Leichtathletik Hallen-EM
Deutsche Stabhochspringer greifen nach Edelmetall

Die deutschen Stabhochspringer gehen mit großen Medaillen-Chancen in die heute beginnenden Hallen-Europameisterschaften der Leichtathleten in Birmingham. Gleich vier Athleten greifen nach Gold.

Mindestens eine Medaille sollte den deutschen Stabhochspringern bei den heute beginnenden Hallen-Europameisterschaften in Birmingham sicher sein. Fünf der besten sieben europäischen Athleten kommen aus Deutschland. Björn Otto (Uerdingen/Dormagen) liegt mit 5,90m an der Spitze vor Fabian Schulze (Kornwestheim/5,83) und Danny Ecker (5,82). Lars Börgeling und Tim Lobinger (alle Leverkusen/beide 5,75m) komplettieren den Kreis. Alles andere als ein Platz unter den ersten Drei wäre eine Riesen-Enttäuschung.

"Bei uns hat eine Entwicklung stattgefunden"

"Bei uns hat in den letzten zwei Jahren noch einmal eine Entwicklung stattgefunden", sagt Jörn Elberding, der für die männlichen Springer zuständige Bundestrainer. Ein Ruck sei durch die Jungs gegangen, "und inzwischen reichen 5,70m nicht mehr, um sich national im Kampf um ein EM- oder WM-Ticket durchzusetzen", sagt der Heimtrainer von Björn Otto.

Selbst 5,83m reichten Fabian Schulze, der schon im letzten Sommer als Europas Nummer zwei die EM von Göteborg verpasste, nicht zum Birmingham-Ticket. Altmeister Tim Lobinger (34), der seit der Wende als einziger deutscher Stabhochspringer Gold gewann, nämlich einmal bei der Hallen-WM (2003 in Birmingham) und zweimal bei der Hallen-EM (1998 und 2002), hatte bei der Leipziger DM bei gleicher Höhe die Nase letztlich entscheidend vor Schulze.
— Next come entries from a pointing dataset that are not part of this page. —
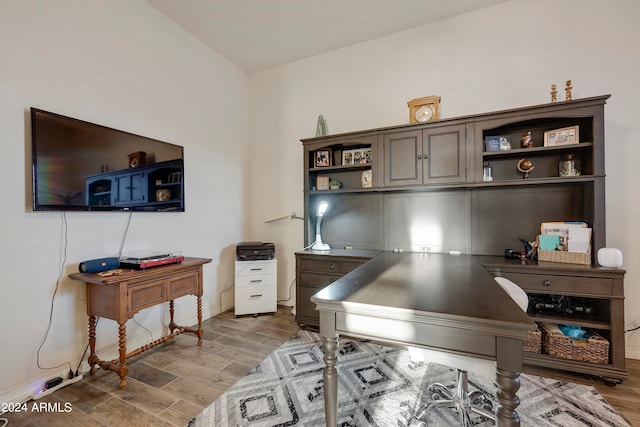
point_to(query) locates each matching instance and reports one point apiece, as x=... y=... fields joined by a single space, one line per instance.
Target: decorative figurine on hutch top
x=567 y=91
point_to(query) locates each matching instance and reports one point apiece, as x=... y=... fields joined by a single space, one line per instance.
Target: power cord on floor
x=64 y=233
x=220 y=294
x=290 y=288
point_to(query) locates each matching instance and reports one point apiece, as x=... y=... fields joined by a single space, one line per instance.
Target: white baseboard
x=632 y=351
x=22 y=392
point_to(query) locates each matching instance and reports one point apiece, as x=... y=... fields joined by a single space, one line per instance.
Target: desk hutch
x=427 y=194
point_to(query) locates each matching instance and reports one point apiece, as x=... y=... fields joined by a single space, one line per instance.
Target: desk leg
x=172 y=324
x=200 y=331
x=92 y=360
x=123 y=370
x=330 y=379
x=509 y=366
x=509 y=383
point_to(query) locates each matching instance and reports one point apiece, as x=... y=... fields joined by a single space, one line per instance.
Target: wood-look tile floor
x=172 y=383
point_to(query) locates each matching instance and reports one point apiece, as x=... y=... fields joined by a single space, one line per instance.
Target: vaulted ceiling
x=260 y=34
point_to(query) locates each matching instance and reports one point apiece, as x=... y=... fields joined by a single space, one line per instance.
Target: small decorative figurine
x=525 y=166
x=526 y=141
x=567 y=91
x=321 y=127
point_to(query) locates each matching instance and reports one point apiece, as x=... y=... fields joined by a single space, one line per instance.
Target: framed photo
x=322 y=183
x=322 y=158
x=367 y=179
x=357 y=156
x=564 y=136
x=492 y=143
x=347 y=157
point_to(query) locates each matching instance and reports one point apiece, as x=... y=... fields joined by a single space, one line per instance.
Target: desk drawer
x=328 y=266
x=183 y=285
x=552 y=284
x=146 y=295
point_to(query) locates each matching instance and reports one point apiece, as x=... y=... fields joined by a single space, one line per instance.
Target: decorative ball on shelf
x=525 y=166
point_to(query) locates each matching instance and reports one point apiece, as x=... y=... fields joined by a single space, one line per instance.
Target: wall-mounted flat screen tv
x=82 y=166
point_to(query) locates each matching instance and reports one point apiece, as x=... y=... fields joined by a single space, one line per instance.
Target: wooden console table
x=118 y=297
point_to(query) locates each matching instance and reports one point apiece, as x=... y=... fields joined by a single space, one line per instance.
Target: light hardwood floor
x=172 y=383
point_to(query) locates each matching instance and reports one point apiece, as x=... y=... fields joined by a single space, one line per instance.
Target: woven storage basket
x=533 y=342
x=594 y=349
x=566 y=257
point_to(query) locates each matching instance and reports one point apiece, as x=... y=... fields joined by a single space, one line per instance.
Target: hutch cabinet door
x=431 y=156
x=403 y=158
x=444 y=155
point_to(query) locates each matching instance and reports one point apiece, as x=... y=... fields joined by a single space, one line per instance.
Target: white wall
x=500 y=57
x=123 y=64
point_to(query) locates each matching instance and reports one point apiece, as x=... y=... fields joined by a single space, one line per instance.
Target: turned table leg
x=508 y=401
x=122 y=370
x=330 y=379
x=200 y=331
x=172 y=324
x=92 y=345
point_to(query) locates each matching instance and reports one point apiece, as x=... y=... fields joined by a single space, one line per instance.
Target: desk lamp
x=318 y=245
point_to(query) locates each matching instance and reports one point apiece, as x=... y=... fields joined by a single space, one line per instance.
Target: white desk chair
x=462 y=401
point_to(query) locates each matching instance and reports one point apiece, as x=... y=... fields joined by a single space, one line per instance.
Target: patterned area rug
x=381 y=386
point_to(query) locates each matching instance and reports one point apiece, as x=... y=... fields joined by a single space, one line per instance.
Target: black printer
x=255 y=251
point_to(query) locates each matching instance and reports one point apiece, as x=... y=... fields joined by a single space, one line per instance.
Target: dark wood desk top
x=451 y=288
x=130 y=275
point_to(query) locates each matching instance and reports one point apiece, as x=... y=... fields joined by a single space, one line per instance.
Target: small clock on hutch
x=137 y=159
x=424 y=109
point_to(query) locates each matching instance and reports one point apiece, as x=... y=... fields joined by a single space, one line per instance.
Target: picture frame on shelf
x=322 y=158
x=367 y=179
x=322 y=182
x=356 y=156
x=492 y=143
x=347 y=157
x=563 y=136
x=497 y=143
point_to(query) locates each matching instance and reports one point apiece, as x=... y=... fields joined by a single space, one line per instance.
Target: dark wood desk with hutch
x=428 y=195
x=119 y=297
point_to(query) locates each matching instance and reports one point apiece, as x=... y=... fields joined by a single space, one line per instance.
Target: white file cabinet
x=256 y=287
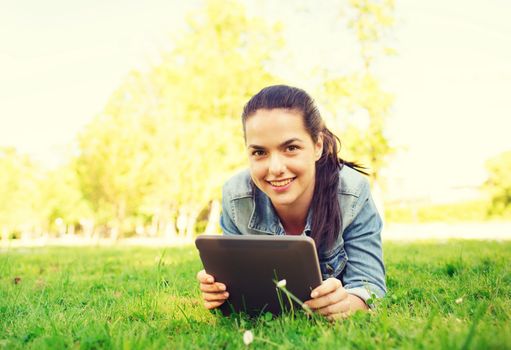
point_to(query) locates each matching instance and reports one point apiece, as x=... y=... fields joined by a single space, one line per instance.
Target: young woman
x=297 y=185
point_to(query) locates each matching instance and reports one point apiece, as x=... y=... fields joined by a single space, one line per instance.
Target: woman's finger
x=332 y=298
x=327 y=287
x=213 y=304
x=203 y=277
x=341 y=307
x=215 y=296
x=212 y=287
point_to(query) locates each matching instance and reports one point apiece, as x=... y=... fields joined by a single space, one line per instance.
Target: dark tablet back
x=249 y=265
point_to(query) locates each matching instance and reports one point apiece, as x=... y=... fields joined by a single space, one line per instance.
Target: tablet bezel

Dieser muckte öffentlich gegen den Deutschen Leichtathletik-Verband auf ("Für mich ist das eine Fehlentscheidung und unfair") und unterstellte diesem bei seiner Nominierung: "Ich befürchte, dass Tims Bekanntheit nicht ganz unbedeutend war. Er ist eine Persönlichkeit, die man ungern vor den Kopf stößt, weil man weiß, dass es dann öffentlichen Knatsch geben kann."

Doch im Grunde hat er kein Problem mit Lobinger, will mit diesem sogar nach Saisonende in Skiurlaub fahren. Wirkliche Probleme mit dem Vorzeigespringer hat nur der neue Platzhirsch Björn Otto, seit er Lobinger im September 2006 durch seinen Sieg in Elstal bei Berlin den 25 000-Euro-Jackpot verdarb und der Kölner sich als schlechter Verlierer präsentierte.

Öffentlich hatte sich Lobinger darüber beklagt, Otto hätte ihm Sieg und Geld überlassen müssen. Doch dieser konterte ganz trocken: "Für das, was er da von mir verlangt hat, sind italienische Fußballvereine in die zweite Liga zurückgestuft worden."

Elberding träumt von Dreifach-Triumph

Für Otto war der damalige Sieg über Lobinger vor allem deshalb wichtig, weil er nach dem Kahnbeinbruch sein Comeback feierte. "Inzwischen ist seine Physis stark verbessert, er kann den Stab höher greifen und hat jetzt die nötige Kraft in den Beinen", sagt Elberding. Er traut nicht nur Otto, Ecker und Lobinger in Birmingham den Sieg zu, sondern träumt von einem ähnlichen Husarenstück wie 1998 in Den Haag, als Lobinger, Michael Stolle und Ecker die ersten drei Plätze belegten.

Seitdem stehen in der Bilanz der Hallen-EM sechs deutsche Stabhochsprung-Medaillen (je zweimal Gold, Silber und Bronze) und fünf bei der Hallen-WM (1/2/2). Auch bei Europameisterschaften unter freiem Himmel (dreimal Silber, einmal Bronze) kann sich die Bilanz sehen lassen, doch bei Olympia und der Freiluft-WM gab es trotz oft guter Aussichten seit der Wende nicht mal Bronze.

"Ich will jetzt für die WM im Sommer in Osaka keine Medaille voraussagen. Aber genau hier wird unser Anspruch neu formuliert", sagt Björn Elberding.